The 5-HT2B Receptor Protein is Strongly Expressed in the Brain and Heart Before a Fetus is Even Visible to the Human Eye

Strong expression of the 5-HT2B serotonin receptor mRNA has been detected in animals as early as at eight days post-conception in the neural fold, neural tube and the “heart primordial” (that is, the heart tissue, before it even starts beating).

The neural fold is remarkably multipotent, and can differentiate into a variety of neural and non-neural cell types, including a wide range of embryonic tissues that later differentiate into:

  • craniofacial cartilages
  • bones
  • dermis
  • adipose tissue
  • vascular smooth muscle
  • cardiac development

Neural crest cells are also responsible for the development of the cardiac outflow track and cardiac septal, muscle and valve formation.  Specifically, neural crest cells form into diverse cardio-vascular structures to yield the pericytes (contractility cells of the blood vessels and of the heart) and the smooth muscle which make up the all human vasculature, from microscopic capillaries to the large arteries derived from aortic arches.

Summary:

In conclusion:  Selective Serotonin modulating drugs are used ubiquitously in adults for extremely broad indications of psychiatric and non-psychiatric conditions.  Because of their pervasive use they are causing a broad variety of physical and cogitative/behavioral birth defects.  The use of Selective Serotonin modulating drugs can have significant effects on any kind of tissue that serotonin modulates, and serotonin modulates almost all types of tissues in fetal development.

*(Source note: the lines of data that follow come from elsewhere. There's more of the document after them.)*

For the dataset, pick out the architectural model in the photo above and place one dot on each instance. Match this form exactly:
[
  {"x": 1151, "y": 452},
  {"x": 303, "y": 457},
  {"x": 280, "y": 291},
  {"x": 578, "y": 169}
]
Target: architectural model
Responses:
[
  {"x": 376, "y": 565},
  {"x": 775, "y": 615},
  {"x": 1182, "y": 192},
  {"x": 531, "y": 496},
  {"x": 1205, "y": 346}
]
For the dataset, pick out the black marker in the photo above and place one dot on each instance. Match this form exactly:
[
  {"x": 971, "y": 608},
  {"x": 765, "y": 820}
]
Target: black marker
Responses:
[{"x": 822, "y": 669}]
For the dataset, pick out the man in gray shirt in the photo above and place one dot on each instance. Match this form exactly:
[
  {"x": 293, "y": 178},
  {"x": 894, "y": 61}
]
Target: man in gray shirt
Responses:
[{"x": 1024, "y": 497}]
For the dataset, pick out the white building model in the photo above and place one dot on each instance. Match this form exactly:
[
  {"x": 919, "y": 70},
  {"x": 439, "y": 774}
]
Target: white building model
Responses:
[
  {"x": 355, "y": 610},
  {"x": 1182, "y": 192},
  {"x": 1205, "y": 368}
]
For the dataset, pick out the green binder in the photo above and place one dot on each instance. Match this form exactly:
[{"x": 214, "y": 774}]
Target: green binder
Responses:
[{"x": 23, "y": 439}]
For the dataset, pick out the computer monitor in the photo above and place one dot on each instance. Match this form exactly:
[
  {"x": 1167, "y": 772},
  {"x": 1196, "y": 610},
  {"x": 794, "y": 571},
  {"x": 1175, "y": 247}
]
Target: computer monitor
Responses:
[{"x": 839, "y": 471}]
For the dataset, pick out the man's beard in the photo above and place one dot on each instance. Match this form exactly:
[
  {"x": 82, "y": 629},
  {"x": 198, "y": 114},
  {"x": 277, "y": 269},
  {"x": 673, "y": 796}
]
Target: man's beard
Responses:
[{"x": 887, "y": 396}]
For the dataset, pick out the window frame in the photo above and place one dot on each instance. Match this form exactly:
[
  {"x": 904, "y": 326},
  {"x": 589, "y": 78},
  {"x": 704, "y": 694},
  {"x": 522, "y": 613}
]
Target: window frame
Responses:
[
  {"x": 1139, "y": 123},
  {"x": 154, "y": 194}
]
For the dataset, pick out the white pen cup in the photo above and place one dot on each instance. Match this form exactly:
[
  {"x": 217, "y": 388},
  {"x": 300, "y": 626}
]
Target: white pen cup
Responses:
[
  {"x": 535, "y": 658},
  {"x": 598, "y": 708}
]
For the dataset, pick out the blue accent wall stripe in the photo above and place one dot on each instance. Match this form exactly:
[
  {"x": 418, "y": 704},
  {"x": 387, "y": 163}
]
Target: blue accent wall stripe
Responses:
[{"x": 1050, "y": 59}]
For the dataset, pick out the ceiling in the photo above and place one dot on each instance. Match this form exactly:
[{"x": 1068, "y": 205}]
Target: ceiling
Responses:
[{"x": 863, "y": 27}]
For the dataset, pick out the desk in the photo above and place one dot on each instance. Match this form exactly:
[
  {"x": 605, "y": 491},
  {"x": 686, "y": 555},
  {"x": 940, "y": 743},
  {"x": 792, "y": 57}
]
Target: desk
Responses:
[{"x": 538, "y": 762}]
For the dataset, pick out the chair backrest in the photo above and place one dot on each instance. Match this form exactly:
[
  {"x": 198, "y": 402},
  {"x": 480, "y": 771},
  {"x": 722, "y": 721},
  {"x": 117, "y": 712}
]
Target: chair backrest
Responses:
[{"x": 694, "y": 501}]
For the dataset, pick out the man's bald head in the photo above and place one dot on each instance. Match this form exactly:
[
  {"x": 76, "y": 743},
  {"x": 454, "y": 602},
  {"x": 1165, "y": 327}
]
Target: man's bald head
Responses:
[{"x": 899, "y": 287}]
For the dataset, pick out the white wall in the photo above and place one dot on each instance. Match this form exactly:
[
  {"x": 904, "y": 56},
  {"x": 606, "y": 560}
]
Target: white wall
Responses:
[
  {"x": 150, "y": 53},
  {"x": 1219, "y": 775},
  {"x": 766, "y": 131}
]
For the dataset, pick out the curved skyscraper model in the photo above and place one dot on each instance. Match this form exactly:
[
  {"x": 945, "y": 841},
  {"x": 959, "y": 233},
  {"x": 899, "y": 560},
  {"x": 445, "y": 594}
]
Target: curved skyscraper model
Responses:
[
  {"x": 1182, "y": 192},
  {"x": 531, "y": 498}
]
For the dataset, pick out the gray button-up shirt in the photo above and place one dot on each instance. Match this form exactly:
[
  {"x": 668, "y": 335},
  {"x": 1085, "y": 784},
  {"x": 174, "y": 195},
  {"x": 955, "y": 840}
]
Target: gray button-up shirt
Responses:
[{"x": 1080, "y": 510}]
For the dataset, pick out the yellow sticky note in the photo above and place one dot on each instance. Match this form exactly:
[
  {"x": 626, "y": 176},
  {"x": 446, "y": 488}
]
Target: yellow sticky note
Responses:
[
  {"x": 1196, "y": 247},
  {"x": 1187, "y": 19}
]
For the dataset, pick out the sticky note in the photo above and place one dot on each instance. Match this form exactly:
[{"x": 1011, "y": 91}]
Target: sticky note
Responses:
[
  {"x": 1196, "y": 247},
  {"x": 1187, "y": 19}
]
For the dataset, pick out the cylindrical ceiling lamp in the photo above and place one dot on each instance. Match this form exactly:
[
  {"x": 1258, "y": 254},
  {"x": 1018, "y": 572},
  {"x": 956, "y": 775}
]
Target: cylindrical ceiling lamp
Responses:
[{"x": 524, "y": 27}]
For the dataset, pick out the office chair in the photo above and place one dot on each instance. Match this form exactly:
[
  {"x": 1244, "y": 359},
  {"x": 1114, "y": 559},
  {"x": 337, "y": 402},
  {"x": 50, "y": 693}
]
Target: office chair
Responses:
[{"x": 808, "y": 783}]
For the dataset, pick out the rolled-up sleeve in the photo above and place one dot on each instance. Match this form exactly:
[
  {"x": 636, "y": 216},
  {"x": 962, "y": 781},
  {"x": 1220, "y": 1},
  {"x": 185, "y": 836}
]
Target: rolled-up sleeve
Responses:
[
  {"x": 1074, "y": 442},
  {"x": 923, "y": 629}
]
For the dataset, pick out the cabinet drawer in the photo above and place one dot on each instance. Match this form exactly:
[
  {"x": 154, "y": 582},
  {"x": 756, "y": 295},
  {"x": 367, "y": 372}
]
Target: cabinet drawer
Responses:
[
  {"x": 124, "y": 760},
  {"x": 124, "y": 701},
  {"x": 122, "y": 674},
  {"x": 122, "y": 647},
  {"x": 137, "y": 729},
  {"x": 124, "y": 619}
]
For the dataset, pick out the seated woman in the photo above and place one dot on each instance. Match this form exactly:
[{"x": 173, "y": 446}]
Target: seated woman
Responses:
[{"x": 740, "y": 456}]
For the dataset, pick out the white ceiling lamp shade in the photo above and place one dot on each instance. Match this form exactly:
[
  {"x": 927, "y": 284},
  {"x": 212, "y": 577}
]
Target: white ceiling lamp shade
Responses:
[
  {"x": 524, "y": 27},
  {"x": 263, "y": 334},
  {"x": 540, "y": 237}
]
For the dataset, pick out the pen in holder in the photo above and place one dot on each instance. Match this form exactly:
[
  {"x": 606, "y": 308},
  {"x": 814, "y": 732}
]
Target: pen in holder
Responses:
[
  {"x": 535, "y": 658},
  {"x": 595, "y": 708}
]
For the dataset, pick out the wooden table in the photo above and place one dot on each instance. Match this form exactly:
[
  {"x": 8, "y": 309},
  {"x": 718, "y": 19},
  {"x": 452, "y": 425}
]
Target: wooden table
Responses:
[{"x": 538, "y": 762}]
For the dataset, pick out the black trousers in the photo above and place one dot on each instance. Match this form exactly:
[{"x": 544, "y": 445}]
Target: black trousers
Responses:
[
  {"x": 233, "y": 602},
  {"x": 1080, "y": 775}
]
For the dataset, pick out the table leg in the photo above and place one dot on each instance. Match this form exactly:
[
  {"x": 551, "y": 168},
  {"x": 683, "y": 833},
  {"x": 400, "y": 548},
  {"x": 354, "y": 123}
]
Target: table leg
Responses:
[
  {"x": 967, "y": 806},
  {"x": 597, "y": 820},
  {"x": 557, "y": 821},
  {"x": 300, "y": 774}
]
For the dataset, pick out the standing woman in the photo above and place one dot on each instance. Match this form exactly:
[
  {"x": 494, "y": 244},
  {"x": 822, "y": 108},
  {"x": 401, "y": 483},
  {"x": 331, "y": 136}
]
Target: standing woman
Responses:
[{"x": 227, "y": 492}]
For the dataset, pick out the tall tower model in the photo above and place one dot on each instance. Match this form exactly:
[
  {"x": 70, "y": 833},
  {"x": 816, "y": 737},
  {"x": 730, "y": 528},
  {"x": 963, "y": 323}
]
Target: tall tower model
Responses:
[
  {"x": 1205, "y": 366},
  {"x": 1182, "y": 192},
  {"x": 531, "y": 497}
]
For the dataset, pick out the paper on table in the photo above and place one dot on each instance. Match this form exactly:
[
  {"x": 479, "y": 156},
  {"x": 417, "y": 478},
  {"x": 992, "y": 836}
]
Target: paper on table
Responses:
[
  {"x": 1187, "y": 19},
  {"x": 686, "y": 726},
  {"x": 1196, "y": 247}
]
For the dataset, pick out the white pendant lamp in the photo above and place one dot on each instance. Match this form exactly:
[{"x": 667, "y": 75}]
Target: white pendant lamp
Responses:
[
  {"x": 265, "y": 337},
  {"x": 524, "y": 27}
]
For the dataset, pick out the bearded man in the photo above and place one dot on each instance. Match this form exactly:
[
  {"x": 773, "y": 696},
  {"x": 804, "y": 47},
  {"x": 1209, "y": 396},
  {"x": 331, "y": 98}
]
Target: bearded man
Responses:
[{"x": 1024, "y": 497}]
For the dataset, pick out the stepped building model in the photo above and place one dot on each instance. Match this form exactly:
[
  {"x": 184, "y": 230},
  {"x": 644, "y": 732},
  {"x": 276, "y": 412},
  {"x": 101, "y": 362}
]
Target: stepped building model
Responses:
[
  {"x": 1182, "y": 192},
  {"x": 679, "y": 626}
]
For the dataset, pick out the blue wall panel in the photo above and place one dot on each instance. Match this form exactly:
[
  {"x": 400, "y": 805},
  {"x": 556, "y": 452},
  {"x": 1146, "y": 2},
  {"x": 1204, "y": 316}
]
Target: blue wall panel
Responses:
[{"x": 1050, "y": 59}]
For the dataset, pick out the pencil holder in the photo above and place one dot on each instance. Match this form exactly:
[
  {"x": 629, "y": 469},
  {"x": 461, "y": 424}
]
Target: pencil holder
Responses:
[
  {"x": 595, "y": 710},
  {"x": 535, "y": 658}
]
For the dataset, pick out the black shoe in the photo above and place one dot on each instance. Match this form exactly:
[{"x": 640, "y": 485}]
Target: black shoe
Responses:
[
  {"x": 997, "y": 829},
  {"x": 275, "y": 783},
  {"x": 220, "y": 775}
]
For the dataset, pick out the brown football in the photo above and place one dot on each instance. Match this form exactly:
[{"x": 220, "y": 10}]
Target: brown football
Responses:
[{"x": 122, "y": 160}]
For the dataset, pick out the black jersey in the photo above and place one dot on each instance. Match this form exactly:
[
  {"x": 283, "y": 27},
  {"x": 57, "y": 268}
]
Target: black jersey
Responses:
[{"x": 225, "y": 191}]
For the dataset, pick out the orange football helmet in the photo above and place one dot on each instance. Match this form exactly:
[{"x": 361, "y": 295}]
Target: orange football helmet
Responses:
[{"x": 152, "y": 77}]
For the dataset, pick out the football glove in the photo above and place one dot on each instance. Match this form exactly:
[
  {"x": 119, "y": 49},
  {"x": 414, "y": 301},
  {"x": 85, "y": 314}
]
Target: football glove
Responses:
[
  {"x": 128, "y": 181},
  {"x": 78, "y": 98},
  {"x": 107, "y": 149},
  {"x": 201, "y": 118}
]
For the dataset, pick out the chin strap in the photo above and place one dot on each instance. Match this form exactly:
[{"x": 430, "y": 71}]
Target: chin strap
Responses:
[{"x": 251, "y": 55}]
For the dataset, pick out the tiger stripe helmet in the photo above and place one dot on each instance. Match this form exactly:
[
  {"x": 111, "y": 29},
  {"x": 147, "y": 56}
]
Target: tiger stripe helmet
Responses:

The FDA’s AERS / FAERS adverse event reporting system databases details the thousands upon thousands of birth defects that SSRIs have caused.   It has been shown in several 2016 publications that the use of SSRIs during all three trimester of pregnancy may be responsible for the otherwise unexplainable increased incidence in learning disabilities and Autisim spectrum disorders seen in the United States.

Use of antidepressants, specifically selective serotonin reuptake inhibitors, during the first, second and/or third trimester increases the risk of ASD in children, even after considering maternal depression.”

Because it takes at least 1 to 2 months for women to know whether or not they are pregnant, women may unknowingly be taking an SSRI during their first trimester, when serotonin receptors are first developed.  Early in fetal development, serotonin receptors have the potential to cause cognitive/neurological as well as visible and physical developmental deformations in the heart, bones and cranium. 

SSRIs have active metabolites are readily cross the placental and blood-brain barriers.  Additionally, SSRIs have a long pharmacokinetic half-life.  Pharmaceutical companies have not adequately warned women that if they are thinking of getting pregnant, or have the potential to become pregnant that they should stop taking SSRIs well in advance of a potential pregnancy to prevent the risk of autism and prevent the risk of physical deformations.